Hi, I am trying to use TensorRT to execute a Tiny-Yolov7 model with structured sparsity (2:4) and explicit quantization (PTQ). I have successfully trained and deployed on TensorRT a sparse network following this page :

Then, I followed this tutorial to perform PTQ step on my sparse model : yolo_deepstream/yolov7_qat at main · NVIDIA-AI-IOT/yolo_deepstream · GitHub

If I use “–sparsity=enable”, you will see that no sparse implementation were picked (see ‘log_sparse_ptq.txt’). With “–sparsity=force”, I see an error happening but the engine is generated and evaluated (see ‘log_force.txt’). Why? The error is :

[04/19/2023-11:08:04] [E] Error[3]:[convolutionLayer.h::setKernelWeights::30] Error Code 3: API Usage Error (Parameter check failed at: /_src/build/x86_64-gnu/release/optimizer/api/layers/convolutionLayer.h::setKernelWeights::30, condition: kernelWeights.values != nullptr

If I inspect with netron the ONNX, the weights in QuantizeLinear layers have the same zeros values of my sparsified only model. I don’t know what happened. If you could help me, it will be highly appreciated ^^


TensorRT Version: 8.5.3
GPU Type: RTX A5000-24GB
Nvidia Driver Version: 520.61.05
CUDA Version: 11.8
CUDNN Version: 8.6.0
Operating System + Version: Ubuntu 22.04 LTS
Python Version (if applicable): 3.10.6
TensorFlow Version (if applicable): not applicable
PyTorch Version (if applicable): 2.0.0
Baremetal or Container (if container which image + tag): not applicable

Relevant Files

ptq-sparse-640.onnx (24.0 MB)
log_sparse_ptq.txt (5.2 MB)
log_force.txt (5.2 MB)

Steps To Reproduce

trtexec --onnx=ptq-sparse-640.onnx --saveEngine=ptq-tiny-yolov7-sparse-640.trt --int8 --fp16 --sparsity=enable --useCudaGraph --verbose
trtexec --onnx=ptq-sparse-640.onnx --saveEngine=ptq-tiny-yolov7-sparse-640.trt --int8 --fp16 --sparsity=force --useCudaGraph --verbose


This looks like a Deepstream related issue. We will move this post to the Deepstream forum.

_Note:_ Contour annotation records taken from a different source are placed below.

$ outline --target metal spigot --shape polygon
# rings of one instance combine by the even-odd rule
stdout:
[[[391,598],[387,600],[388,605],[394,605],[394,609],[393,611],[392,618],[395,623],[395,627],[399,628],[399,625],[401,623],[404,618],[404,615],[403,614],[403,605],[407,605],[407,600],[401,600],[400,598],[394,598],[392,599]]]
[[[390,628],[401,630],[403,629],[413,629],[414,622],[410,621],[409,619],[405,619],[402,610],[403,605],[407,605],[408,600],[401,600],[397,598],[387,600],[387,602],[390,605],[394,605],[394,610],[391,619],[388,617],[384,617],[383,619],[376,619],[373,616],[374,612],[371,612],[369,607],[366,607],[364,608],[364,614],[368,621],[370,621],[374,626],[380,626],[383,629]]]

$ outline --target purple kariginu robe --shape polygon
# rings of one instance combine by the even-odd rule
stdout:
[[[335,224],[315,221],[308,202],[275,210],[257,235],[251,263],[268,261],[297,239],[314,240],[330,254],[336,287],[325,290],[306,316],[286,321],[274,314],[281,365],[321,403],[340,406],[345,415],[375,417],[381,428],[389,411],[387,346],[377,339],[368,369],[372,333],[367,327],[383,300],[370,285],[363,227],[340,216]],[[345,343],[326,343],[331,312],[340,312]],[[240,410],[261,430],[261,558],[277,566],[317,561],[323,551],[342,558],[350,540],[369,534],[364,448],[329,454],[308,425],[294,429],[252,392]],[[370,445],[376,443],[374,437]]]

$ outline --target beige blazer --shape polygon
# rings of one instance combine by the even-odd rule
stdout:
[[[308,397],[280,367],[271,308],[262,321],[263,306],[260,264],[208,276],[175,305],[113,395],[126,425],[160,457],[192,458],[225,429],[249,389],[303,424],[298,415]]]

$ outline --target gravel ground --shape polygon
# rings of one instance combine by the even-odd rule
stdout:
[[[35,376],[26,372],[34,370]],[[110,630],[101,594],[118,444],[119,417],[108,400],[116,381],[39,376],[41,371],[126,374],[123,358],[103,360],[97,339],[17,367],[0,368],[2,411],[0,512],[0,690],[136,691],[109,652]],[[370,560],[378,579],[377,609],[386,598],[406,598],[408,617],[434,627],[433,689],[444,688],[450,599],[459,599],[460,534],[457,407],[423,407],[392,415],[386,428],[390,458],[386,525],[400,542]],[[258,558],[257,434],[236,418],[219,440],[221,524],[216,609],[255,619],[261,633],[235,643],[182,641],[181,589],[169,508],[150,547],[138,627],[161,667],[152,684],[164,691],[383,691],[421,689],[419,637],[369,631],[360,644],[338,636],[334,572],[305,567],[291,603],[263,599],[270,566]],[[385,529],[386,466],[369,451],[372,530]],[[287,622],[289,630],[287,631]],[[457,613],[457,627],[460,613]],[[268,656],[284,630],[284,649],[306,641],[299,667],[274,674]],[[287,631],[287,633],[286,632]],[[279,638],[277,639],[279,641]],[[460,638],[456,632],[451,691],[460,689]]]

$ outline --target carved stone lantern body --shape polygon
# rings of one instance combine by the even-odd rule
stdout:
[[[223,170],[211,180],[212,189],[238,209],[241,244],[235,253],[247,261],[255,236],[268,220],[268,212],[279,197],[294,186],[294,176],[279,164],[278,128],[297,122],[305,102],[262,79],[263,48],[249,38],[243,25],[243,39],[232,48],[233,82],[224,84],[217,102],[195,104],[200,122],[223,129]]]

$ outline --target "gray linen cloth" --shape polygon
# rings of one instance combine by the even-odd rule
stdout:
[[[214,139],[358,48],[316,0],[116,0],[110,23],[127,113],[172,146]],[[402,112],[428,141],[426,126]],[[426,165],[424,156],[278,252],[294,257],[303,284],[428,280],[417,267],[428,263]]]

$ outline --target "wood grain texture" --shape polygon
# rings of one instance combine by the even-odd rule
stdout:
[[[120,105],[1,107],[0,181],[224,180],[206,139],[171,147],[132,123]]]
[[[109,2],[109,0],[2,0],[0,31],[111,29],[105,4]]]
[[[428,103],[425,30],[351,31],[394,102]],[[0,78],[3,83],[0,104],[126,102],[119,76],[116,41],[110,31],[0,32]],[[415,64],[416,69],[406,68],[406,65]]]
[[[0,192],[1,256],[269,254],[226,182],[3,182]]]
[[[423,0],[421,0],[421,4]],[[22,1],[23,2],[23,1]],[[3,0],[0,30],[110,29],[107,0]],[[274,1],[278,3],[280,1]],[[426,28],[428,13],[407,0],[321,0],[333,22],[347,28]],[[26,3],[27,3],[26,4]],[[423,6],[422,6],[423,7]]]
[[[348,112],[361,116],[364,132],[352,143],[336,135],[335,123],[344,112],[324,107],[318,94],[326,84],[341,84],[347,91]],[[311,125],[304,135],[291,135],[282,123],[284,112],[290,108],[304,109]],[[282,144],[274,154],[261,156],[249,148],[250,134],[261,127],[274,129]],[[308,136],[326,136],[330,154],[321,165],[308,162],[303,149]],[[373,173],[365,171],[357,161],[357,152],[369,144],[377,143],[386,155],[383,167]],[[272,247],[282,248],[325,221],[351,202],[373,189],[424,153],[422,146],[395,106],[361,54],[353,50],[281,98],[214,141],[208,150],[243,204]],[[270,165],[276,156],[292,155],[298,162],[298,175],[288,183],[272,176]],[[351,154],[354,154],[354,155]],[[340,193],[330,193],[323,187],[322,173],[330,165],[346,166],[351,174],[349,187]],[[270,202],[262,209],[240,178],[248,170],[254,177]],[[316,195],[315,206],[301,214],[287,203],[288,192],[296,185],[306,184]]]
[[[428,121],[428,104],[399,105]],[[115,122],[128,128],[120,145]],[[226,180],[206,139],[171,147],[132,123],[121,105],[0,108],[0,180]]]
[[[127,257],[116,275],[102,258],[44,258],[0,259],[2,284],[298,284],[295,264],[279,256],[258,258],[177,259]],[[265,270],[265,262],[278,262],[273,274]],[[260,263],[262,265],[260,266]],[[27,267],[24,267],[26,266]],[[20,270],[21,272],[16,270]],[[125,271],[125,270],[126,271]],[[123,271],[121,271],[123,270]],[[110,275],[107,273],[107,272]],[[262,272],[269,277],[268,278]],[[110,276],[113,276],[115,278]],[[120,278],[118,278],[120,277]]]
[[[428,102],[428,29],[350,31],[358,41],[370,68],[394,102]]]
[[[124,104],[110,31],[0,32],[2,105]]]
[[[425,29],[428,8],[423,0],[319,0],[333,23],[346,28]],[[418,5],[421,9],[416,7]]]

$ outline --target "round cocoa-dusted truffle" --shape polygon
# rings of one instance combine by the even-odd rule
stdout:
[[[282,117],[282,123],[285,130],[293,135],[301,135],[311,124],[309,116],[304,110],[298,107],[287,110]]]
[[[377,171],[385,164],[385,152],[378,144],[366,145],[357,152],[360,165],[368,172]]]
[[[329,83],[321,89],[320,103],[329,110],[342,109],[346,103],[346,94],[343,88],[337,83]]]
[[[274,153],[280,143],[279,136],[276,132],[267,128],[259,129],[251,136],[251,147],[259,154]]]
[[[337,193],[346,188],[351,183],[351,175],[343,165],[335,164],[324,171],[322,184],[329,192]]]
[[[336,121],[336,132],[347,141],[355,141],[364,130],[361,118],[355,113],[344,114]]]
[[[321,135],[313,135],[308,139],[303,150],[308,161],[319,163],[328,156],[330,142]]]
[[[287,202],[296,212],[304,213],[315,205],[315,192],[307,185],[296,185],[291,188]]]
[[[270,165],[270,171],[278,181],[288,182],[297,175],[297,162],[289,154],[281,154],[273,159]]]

Thanks for the quick answer.

It’s clearly a TensorRT problem. There is several parts in the github and I’m focus on the tensorRT and PTQ/QAT technic.


Hi @TakeThat42 ,
Apologies for the delayed response, i am checking on this and will update you soon.


Hi @AakankshaS,

Thanks for your concern. I will be waiting your answer.


Hi @AakankshaS,

Do you have any update on my problem? I’m still waiting your answer.